Kita akan dapat mengamalkan sila persatuan dengan baik bila kita sudah sempurna mengamalkan sila Ketuhan dan sila Kemanusiaan. Bagamana kita dapat bersatu bila dalam diri kita masih ada bibit kesombongan, bagamana kita bisa bersatu bila kita masih merasa lebih tinggi dari yang lain, tidak ada persatuan bila tidak ada prinsip kesetaraan.

Kita kadang tidak menyadari sisi persatuan kita dengan sangat mudahdiporak-porandakan karena pemahaman kita dalam urusan ini masih dangkal, bagaimana kasus poso, kasus Irian Jaya (Papua), kasus Aceh, mari dengan jernih kita fahami urusan ini. Kita tidak akan bisa membangun bila kita terus menerus cek-cok, terus menerus berperang, kita dapat berkarya bila kita damai. Fahamilah diperlukan banyak dana bila kita terus-menerus bermusuhan, kita mesti belajar dari pengalaman masa lalu.

SILA: KERAKYATAN YANG DIPIMPIN OLEH HIKMAD KEBIJAKSANAAN DALAM PERMUSYAWARATAN PERWAKILAN
Saudaraku perhatikan kata-kata dalam sila ke empat ini, betul-betul indah dan penuh dengan makna. Disini ada unsure rakyat dan pimpinan. Dari sinilah dimulai pembahasan mengenai kenegaraan, ada rakyat dan ada yang memimpin rakyat, yaitu pemerintah. Tidak akan ada negara, bila tidak ada persatuan. Kita sudah bersepakat membentuk negara Kesaruan Republik Indonesia. Disinilah Tuhan menakdirkan kita untuk berkarya, beramal dan mungkin kita akan mati. Sisitem kenegaraan baru dibahas dalam Pancasila setelah kita bertauhid (berketuhanan), setelah kita bisa menghargai saudara kita sebagai manusia, setelah kita dapat bersartu.

Dengan itu semua memungkikan kita berperan sebagai rakyat yang baik, dan apabila kita ditakdirkan jadi pemimpin kita sudah mengerti ilmunya pemimpin. Karena semua itu bidang garapan keagamaan, atau menyangkut keimanan seseorang. Sudah sewajarnya rakyat itu mesti sabar, bekerja keras, hormat pada pemimpin. Sudah sepatutnya pemimpin itu mesti adil, bijaksana, bertanggung jawab pada segala hal yang menjadi kebutuhan rakyatnya, menjaga harga diri bangsa dimata internasional. Alangkah indahnya bila rakyat dan pemimpin mau menjalankan ilmunya masing-masing.

Fenomena sekarang, malah sebaliknya, rakyat menutut hal-hal yang mestinya menjadi hak pimpinan, demo dimana-mana, arogansi tumbuh subur, anarkisme tumbuh dimana-mana sehingga gambaran rakyat yang santun, sabar tunduk pada pimpinan tidak mewujud.

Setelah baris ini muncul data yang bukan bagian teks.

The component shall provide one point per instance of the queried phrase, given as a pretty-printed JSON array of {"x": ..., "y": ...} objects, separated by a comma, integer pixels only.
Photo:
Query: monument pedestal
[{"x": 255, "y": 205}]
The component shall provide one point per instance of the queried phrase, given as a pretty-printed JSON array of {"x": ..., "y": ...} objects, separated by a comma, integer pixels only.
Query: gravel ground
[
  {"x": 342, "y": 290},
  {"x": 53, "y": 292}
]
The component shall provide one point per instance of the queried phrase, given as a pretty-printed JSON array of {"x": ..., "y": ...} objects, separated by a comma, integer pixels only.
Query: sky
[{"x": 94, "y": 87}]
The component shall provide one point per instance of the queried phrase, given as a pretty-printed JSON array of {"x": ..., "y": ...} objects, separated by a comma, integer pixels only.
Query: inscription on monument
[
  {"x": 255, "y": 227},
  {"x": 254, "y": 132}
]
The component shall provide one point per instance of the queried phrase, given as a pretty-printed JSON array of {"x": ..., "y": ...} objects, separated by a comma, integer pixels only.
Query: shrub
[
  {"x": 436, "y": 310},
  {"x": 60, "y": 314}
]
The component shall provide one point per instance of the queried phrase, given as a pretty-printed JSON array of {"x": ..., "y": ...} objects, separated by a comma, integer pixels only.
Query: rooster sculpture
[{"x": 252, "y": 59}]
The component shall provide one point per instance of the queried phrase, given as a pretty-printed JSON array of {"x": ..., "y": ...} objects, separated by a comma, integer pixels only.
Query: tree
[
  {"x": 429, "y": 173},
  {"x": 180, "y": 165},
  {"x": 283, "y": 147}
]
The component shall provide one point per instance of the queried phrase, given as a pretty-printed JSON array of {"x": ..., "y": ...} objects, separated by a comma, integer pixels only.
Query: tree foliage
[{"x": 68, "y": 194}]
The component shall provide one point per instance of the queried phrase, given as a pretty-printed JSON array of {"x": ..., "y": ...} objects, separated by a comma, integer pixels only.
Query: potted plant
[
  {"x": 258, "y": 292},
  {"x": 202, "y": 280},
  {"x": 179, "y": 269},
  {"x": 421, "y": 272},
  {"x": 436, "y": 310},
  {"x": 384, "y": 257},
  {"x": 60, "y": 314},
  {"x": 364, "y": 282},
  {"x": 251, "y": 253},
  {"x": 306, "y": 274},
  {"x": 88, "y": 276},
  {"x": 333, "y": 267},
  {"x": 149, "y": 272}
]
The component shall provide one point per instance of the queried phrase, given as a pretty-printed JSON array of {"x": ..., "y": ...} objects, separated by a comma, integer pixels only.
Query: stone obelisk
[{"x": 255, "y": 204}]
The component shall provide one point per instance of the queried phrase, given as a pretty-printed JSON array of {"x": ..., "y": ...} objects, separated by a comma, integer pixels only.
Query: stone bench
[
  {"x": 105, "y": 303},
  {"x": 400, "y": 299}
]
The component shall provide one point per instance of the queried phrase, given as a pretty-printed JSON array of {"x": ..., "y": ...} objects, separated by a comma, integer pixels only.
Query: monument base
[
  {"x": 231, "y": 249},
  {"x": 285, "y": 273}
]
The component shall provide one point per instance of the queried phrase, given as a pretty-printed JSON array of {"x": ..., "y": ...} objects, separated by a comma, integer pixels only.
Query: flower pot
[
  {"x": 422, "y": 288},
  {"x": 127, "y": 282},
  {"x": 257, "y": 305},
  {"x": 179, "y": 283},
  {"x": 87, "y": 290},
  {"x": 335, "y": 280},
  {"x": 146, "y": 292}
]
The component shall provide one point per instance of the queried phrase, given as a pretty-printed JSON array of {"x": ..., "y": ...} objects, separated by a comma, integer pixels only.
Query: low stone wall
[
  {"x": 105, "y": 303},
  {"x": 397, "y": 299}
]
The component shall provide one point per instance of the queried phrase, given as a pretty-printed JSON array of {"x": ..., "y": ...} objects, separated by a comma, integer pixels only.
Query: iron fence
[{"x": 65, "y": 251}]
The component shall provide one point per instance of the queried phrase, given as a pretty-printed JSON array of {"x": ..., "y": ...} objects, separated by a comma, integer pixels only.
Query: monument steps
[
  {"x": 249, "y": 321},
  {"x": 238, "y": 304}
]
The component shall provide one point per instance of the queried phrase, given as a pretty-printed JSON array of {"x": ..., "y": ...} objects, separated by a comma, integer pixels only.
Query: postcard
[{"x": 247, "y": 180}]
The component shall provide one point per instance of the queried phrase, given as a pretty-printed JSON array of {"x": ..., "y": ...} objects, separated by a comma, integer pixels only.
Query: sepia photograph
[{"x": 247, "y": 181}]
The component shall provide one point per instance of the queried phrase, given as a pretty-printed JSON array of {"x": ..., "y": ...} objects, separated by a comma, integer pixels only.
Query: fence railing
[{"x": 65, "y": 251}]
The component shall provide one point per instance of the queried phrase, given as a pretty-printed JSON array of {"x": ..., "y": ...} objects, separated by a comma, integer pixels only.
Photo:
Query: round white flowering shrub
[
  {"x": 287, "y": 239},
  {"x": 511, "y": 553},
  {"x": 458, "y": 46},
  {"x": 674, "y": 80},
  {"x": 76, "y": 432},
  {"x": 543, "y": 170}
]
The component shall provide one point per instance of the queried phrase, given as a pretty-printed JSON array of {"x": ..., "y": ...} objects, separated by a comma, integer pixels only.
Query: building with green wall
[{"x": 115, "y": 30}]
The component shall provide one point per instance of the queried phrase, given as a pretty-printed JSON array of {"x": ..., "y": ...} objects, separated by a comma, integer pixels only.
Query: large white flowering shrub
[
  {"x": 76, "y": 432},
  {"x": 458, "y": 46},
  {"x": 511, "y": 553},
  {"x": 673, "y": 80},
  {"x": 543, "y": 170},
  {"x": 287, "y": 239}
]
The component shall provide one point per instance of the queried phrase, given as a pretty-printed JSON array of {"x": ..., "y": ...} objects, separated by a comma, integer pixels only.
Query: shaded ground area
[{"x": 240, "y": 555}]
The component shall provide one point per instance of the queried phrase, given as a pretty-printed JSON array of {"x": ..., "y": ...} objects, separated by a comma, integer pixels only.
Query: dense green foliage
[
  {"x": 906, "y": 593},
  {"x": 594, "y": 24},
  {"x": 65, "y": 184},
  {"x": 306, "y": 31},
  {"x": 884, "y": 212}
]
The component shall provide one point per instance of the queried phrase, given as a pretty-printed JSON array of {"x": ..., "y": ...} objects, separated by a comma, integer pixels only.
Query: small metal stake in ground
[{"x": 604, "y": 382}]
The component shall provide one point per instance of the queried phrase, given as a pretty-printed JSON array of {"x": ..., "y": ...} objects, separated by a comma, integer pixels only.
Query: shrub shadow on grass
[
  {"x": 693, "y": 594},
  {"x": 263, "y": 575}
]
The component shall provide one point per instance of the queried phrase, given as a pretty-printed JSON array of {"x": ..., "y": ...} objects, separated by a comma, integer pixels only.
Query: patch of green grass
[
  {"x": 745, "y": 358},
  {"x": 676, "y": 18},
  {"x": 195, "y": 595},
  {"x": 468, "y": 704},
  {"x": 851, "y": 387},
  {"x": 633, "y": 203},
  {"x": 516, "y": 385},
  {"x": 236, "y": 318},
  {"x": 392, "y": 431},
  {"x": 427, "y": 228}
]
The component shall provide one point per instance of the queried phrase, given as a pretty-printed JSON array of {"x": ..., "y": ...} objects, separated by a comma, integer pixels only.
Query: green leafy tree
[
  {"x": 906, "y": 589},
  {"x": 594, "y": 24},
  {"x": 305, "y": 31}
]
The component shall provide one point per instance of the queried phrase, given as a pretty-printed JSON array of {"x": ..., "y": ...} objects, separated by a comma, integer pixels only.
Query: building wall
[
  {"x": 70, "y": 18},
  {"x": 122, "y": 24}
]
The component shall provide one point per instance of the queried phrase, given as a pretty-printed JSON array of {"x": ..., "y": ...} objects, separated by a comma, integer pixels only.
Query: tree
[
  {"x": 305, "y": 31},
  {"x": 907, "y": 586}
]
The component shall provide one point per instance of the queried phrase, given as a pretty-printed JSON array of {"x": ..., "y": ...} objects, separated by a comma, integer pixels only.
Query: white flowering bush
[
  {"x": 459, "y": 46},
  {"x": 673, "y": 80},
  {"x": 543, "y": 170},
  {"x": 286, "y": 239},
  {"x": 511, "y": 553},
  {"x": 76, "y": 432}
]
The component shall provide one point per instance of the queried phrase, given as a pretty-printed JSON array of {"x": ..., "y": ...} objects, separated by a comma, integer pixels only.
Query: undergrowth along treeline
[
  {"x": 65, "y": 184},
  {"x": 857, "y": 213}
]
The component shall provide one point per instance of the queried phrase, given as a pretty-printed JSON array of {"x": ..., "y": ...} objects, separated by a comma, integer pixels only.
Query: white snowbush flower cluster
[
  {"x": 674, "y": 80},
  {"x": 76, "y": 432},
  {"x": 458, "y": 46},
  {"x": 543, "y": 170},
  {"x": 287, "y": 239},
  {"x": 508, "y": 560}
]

Pimpinan tak sepantasnya menuntut rakyat bersabar, dan hormat pada pimpinan sementara pimpinan tidak adil dan tidak bertanggung jawab.

Dawuh Abah syech, orang yang pinjam itu ilmunya harus segera mengembalikan pinjaman, sesegera mungkin manakala sudah mampu, yang meminjamkan ilmunya bersabar sampai hutang itu dibayar, malah-malah akan lebih baik mengiklaskan yang dipinjamkannya, bukan malah menggunakan debtkolektor dengan kekerasan.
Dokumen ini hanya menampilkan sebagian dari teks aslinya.